My point is simply that one of the pleasures of fiction is not only the vicarious experience of feelings that the protagonists feel; sometimes it’s also the vicarious experience of feelings – in the case of sentimental fiction, often, more brutish feelings – that the protagonists resist. Those unrepresented feelings might be thought of as lurking in the narrative’s negative space, just waiting for bad readers to come along and give them life.

 

Notes

[1] Do other children use the term “scribble scrabble”? Both of my children use the phrase “scribble scrabble” as though it were an accepted general term—a technical term, even—used to denote the non-representational art made by toddlers.

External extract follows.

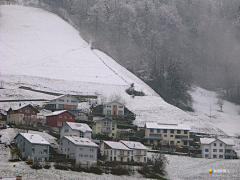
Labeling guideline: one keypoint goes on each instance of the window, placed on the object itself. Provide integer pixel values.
(61, 106)
(109, 112)
(59, 123)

[2] I guess that is part of the point of Helen Fielding’s re-writing of P&P in Bridget Jones’s Diary: at least Bridget gets to sleep with Daniel Cleaver before meeting Mark Darcy. As an aside, the other problem with the conclusion with Pride and Prejudice for me as a reader is that I am unmoved by real estate and furnishings. This is true in real life and it is true in fiction. I don’t get people who look through real estate listings for fun, or who read Better Homes and Gardens, or who want to browse in furniture stores, or tour old houses and ooh and ahh. All of those activities fill me with mental pain. As several of you know, I am the worst person to ask for advice about furniture or housing. It’s a failure of imagination, really. I can never imagine myself in the house or enjoying the furniture. So I just cannot relate to Lizzie’s property-gasm when she sees Pemberley. I’m just like, meh, it’s a big house, whatever, there isn’t even a gift shop or a café.